Preparing food for a large event requires a lot of work, and being able to convert an animal such as a hog into a large amount of food by roasting it is actually a fairly efficient method of production. Various cultures each have their traditional methods of doing this, as have been mentioned previously. What was witnessed was the urban appearance of a rural cooking method that has a very long tradition.
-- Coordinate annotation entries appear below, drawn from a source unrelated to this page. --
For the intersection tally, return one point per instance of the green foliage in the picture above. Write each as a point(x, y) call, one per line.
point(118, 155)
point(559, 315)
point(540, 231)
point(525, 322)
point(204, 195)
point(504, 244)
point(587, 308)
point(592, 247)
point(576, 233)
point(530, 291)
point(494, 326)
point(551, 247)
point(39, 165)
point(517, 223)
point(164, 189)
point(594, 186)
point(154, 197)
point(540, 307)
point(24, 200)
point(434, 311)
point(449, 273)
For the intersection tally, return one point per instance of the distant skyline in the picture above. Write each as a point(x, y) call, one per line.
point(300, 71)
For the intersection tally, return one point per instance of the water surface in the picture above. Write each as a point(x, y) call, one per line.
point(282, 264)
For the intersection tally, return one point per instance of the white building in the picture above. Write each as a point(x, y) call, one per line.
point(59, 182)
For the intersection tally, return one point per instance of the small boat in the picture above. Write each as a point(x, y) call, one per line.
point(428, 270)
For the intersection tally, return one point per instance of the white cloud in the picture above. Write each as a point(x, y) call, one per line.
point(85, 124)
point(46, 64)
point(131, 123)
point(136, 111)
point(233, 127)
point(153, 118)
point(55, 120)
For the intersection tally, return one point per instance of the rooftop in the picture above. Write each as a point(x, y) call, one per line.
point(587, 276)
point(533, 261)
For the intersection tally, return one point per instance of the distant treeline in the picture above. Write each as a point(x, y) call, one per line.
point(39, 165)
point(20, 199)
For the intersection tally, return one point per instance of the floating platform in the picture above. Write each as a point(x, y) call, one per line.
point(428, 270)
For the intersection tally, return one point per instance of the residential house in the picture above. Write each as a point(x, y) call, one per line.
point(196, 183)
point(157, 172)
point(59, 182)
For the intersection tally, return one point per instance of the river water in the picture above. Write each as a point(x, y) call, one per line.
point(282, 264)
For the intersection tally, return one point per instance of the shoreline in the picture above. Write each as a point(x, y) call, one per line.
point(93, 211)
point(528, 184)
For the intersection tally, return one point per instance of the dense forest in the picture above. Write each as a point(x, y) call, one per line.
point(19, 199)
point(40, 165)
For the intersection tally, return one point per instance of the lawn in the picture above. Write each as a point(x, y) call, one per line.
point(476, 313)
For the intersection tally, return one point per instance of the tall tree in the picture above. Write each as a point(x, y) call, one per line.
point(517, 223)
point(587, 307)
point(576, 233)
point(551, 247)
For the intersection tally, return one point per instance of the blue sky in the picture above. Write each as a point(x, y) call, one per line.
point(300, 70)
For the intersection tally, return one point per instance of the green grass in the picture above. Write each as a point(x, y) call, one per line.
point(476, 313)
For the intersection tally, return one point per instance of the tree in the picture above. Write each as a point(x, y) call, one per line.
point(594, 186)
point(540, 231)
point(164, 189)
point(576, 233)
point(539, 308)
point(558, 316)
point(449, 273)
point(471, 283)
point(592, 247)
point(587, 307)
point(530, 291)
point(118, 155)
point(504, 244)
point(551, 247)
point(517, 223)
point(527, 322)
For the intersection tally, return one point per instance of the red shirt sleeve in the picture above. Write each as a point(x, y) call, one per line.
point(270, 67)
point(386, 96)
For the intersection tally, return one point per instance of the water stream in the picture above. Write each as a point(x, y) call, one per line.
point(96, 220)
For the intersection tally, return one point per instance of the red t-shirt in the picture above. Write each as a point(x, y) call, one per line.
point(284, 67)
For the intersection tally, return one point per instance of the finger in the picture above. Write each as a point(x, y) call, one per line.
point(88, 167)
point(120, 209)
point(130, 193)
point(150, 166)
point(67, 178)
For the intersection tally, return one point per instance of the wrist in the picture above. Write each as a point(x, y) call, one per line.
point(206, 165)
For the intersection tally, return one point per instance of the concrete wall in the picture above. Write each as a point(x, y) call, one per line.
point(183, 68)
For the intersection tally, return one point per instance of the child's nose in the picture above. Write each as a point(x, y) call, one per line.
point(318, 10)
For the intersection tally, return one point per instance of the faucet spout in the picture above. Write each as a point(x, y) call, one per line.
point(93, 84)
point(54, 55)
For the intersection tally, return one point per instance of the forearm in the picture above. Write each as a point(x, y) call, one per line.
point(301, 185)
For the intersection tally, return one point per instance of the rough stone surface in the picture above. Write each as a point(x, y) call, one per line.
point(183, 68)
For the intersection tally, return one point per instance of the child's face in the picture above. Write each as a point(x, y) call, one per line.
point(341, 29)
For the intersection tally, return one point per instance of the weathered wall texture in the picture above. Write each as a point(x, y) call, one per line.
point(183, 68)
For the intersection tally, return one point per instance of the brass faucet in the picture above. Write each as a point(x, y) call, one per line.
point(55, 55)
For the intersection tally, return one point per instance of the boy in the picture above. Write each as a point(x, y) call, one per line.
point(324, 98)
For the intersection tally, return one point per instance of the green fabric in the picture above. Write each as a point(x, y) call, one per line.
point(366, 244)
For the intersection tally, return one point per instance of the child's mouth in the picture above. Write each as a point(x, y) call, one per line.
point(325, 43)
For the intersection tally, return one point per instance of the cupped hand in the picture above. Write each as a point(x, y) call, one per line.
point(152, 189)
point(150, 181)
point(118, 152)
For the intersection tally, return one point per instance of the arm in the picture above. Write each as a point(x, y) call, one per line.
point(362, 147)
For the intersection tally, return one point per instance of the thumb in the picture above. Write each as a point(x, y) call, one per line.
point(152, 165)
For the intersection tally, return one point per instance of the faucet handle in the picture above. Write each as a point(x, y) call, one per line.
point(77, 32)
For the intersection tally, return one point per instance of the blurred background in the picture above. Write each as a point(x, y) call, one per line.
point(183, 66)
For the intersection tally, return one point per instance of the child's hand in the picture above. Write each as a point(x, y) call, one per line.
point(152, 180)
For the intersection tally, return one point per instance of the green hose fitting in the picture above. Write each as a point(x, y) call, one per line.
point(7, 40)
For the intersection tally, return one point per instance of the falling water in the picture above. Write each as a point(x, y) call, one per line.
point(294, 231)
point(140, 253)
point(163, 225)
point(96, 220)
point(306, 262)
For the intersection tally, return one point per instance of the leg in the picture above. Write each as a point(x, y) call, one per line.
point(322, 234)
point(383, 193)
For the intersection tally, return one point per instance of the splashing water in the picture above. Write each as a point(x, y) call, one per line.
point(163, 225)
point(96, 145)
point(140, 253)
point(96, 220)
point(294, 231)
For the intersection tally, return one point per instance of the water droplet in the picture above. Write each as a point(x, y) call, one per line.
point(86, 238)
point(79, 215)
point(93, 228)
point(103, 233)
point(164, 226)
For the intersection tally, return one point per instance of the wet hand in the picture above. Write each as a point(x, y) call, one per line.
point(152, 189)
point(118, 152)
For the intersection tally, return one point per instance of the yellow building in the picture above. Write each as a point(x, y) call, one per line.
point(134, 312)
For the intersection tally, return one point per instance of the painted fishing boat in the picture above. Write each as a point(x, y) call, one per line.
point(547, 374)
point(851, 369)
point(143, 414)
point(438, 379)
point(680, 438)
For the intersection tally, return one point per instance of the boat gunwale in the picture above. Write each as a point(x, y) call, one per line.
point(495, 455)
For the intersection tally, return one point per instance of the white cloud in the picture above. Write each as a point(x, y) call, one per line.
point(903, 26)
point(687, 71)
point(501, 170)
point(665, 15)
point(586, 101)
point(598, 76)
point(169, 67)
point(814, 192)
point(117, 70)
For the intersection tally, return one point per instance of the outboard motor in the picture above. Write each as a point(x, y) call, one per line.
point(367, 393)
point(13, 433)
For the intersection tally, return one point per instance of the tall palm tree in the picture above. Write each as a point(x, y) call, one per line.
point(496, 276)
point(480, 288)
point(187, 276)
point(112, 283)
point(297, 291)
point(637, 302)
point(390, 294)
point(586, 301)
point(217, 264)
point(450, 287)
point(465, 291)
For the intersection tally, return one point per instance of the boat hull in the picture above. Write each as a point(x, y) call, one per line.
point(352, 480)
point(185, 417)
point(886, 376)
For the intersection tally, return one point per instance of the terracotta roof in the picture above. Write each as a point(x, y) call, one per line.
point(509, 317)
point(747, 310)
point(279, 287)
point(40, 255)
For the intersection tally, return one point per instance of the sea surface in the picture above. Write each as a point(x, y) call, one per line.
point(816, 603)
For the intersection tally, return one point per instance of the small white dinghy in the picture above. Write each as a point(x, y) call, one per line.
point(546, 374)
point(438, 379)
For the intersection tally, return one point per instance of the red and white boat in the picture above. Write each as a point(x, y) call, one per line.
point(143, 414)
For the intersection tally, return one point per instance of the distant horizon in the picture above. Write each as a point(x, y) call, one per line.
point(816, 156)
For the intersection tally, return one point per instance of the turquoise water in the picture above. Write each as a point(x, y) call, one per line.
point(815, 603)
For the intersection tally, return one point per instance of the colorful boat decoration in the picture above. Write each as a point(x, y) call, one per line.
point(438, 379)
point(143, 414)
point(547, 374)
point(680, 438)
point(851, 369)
Cultures value their traditions, especially in celebratory circumstances. Food is one of the most dearly held of those traditions. The 18th century French lawyer and politician Jean-Anthelme Brillat-Savarin once said "Tell me what you eat, and I will tell you what you are.", illustrating how distinctive those food traditions can be.
DonCoquixote
(13,616 posts)I happen to love Tofu, properly done, it is a god complement to cheese and veggies. Now, for all the urban vegan types, how many of them know how to MAKE TOFU.
Now I do not mean open a can
http://www.amys.com/about-us/our-kitchen/ever-wonder-how-tofu-is-made
Hmm, oddly enough it is a lot like cheese.
The point is that a lot fo the vegans love to pontificate, but if they were placed in India or China, where most of ther vegan recipes are (culturally stoleN0 er learned from, they would be clueless, and therefore have no right to attack people who at least have an idea of where there food is and how to get it.
Islandurp
(188 posts)yuiyoshida
(41,831 posts)I have never been to Hawaii...grew and lived in San Francisco all my life. My parents are from Hawaii and are part Native Hawaiian and Japanese. I tend to look more Japanese and only my skin is a little darker, which I attribute to my native blood.. but Someday I hope to visit Hawaii and meet my family there..cousins ,uncles, aunts, etc. But..It might be a while...its so expensive to travel anywhere these days!